Although it is a common condiment, its use in Europe and the United States outside Armenian, Syrian and Turkish immigrant communities was rare until the 21st century, with Los Angeles magazine dating its rise in use among the broader U.S. population to the 1994 edition of The Cooking of the Eastern Mediterranean by Paula Wolfert.

==Characteristics==
The Aleppo pepper has a moderate heat level of about 10,000 on the Scoville scale, with some fruitiness and mild, cumin-like undertones. Its flavor is similar to the ancho chile, but oilier and slightly salty; salt is often used in the drying process. It is fairly mild, with its heat building slowly, with a fruity, raisin-like flavor.
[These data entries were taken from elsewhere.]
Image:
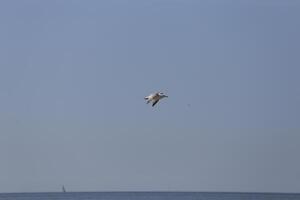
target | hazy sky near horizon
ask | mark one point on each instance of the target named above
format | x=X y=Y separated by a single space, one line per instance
x=73 y=75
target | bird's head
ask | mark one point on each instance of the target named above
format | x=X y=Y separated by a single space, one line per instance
x=162 y=95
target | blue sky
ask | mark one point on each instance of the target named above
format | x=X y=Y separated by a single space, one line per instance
x=73 y=75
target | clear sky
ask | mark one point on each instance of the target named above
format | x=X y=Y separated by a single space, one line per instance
x=73 y=75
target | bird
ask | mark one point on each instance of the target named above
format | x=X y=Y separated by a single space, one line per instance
x=155 y=97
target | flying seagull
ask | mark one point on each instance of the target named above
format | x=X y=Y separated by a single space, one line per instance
x=155 y=97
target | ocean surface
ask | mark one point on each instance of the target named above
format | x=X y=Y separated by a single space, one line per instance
x=148 y=196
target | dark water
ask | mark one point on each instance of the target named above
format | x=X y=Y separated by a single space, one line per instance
x=148 y=196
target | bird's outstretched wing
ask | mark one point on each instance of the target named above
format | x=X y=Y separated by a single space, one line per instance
x=155 y=102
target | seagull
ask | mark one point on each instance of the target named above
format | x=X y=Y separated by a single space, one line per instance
x=155 y=97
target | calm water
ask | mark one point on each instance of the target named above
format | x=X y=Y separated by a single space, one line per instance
x=147 y=196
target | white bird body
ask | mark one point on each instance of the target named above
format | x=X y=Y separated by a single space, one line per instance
x=155 y=97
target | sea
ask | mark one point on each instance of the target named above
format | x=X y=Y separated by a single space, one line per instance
x=148 y=196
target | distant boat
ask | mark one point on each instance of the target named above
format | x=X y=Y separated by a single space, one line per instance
x=63 y=188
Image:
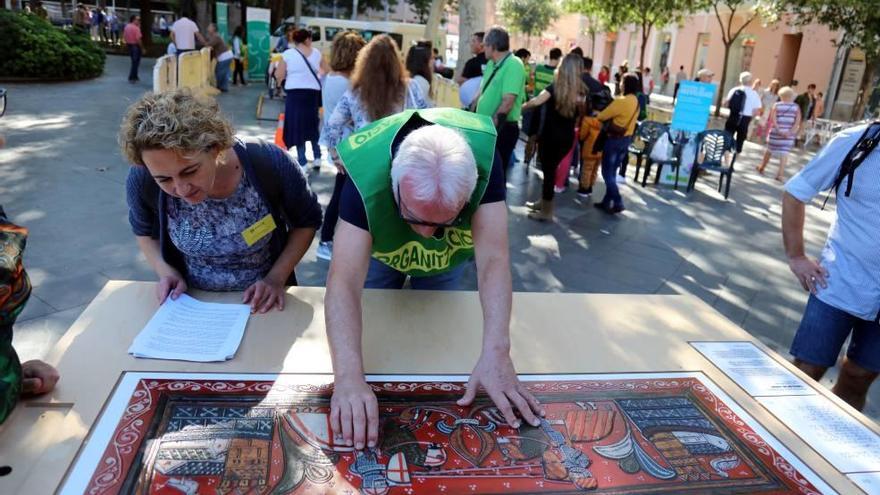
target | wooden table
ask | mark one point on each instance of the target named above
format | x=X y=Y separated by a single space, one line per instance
x=405 y=332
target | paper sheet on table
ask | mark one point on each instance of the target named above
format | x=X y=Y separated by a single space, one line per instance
x=838 y=437
x=187 y=329
x=869 y=482
x=752 y=369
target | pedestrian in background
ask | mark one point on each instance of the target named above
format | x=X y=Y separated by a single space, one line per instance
x=221 y=52
x=563 y=99
x=621 y=115
x=744 y=103
x=604 y=74
x=299 y=69
x=420 y=67
x=184 y=33
x=379 y=88
x=238 y=70
x=680 y=76
x=784 y=121
x=502 y=91
x=134 y=41
x=343 y=55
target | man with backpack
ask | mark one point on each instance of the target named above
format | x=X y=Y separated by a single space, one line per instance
x=844 y=284
x=743 y=102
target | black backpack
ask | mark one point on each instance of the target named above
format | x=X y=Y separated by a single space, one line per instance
x=736 y=104
x=857 y=154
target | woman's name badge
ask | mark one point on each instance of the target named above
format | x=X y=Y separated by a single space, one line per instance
x=261 y=228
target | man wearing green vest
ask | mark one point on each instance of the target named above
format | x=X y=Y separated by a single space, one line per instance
x=502 y=90
x=424 y=195
x=543 y=78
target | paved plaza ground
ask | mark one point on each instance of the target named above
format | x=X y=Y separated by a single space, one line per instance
x=62 y=176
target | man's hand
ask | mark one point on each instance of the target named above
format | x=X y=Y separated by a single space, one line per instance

It has also been described as having the flavor of "sweetness, roundness and perfume of the best kind of sundried tomatoes, but with a substantial kick behind it". Some renowned chefs prefer Aleppo pepper for its "fruity and bright qualities."

==Uses==
The most common use is in the form of crushed flakes, which are typically slightly milder and oilier than conventional crushed red pepper, with a hint of saltiness and a slightly raisin-like flavor. Unlike crushed red pepper, the flakes contain no inner flesh or seeds, contributing to the mildness. Crushed Aleppo pepper can be used as a substitute for crushed red pepper or paprika.

The spice is a common ingredient in some of the dishes that comprise a meze.